As various parcels of land are developed to create residential neighborhoods, shopping centers, and the like, pervious land covers like vegetation and undisturbed soil are replaced with impervious land covers, such as pavement and rooftops. These impervious surfaces prevent the natural infiltration of precipitation and result in increased storm water runoff. As storm water runoff flows off of a developed location and ultimately to a stream or other body of water, it can physically cause erosion and move soil particles, as well as dissolve and transport chemicals from the land surface to the body of water.
The U.S. Environmental Protection Agency (EPA) and state departments of natural resources/environmental protection are concerned with nonpoint source (NPS) pollution. NPS pollution is that component of water pollution that comes from the transport of materials on the land surface to a receiving stream via storm water runoff. With NPS pollution, there may be multiple pollutants that come from multiple surface locations under the jurisdiction of multiple landowners. One of these NPS pollutants is sediment. Sediment can be generated from the land surface over which the storm water runoff travels as well as from the bed of the stream channel through which the water is transported. Nonpoint source pollutants are responsible for many stream segments not meeting their water quality criteria.
The EPA now requires post-construction controls under its National Pollutant Discharge Elimination System (NPDES) Phase II storm water requirements. Post-construction controls, as incorporated into municipal ordinances and frequently called best management practices (BMPs), often require the location of buffer strips or stream buffers between the development and the stream in an effort to slow down and allow infiltration of the runoff before it reaches the stream, in addition to allowing sediment to drop out. The mechanism for this reduction in velocity is the hydraulic roughness of the vegetative cover of the buffer as the water travels in the form of overland flow. However, the storm water runoff from a development, even as small as a parking lot, often exits the development at a single concentrated location. There is thus no opportunity to take advantage of the benefits of overland flow and the resulting infiltration.
Stream buffers are among the very popular BMPs. With a stream buffer, a strip of land along a stream is precluded from development. With development, there are two major impacts. The first impact is the generation of additional volume of storm water runoff because of the increase in impervious surfaces. The second impact is the increase in NPS pollutants (e.g., sediment, nutrients, petroleum products, heavy metals) that results from the activities associated with development. The role of stream buffers is to slow the velocity of flow in order to physically allow solid materials to settle out and to increase storm water infiltration. Infiltration into the subsurface promotes “treatment” within the soil matrix.
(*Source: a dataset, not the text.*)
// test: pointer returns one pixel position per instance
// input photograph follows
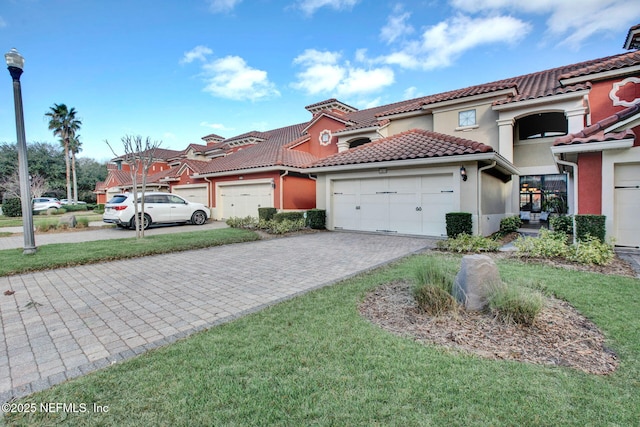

Infiltration results in less water arriving at the stream from the surface and reduces the potential for stream erosion with its many subsequent problems.
The expected performance of a buffer is associated with the expected condition of overland flow—slow, shallow flow that occurs over a large surface area. As overland flow progresses from higher to lower locations, the natural topography helps to concentrate flow into larger and larger channels with subsequent increases in velocity. The result of the concentration is the reduction in sedimentation and infiltration and the production of gullies downstream of any kind of storm water discharge location.
In order to make the requirement for buffers more acceptable, EPA documents tout buffers as linear parks, within the continuum from wooded areas adjacent to a stream through a brushy section, and linking to the grassed areas often associated with developed land. These natural areas could potentially increase property values and make up for the lost development areas. A linear park might be provided with walking paths, or such paths might develop organically from use by landowners and neighbors. Unfortunately, paths would exacerbate the natural process of flow concentration that short circuits the performance of the buffers.
What is needed, then, is a mechanism to return concentrated storm water runoff to the distributed overland flow condition to promote sedimentation and infiltration in compliance with EPA requirements and intentions. Increased sedimentation and infiltration will improve the effectiveness of buffers, even as paths help to make buffers more publically acceptable. Effective storm water management also prevents the destructive and costly impacts of gully and stream bank erosion, both of which can undermine expensive infrastructure. To accomplish this redistribution, a device is needed that introduces enough headloss to slow down the water and then allows it to spread out.
Current practice for managing concentrated flow, as from a parking lot, is to line the initial portion of the receiving vegetated channels with riprap or related products. The roughness of the riprap induces headlosses and armors the drainage channel to reduce erosion as the water travels to a stream, but does not serve to promote infiltration or sediment settling. Much opportunity remains for storm water management devices in order to service these regulatory drivers, even as the requirements become more stringent and more broadly applicable.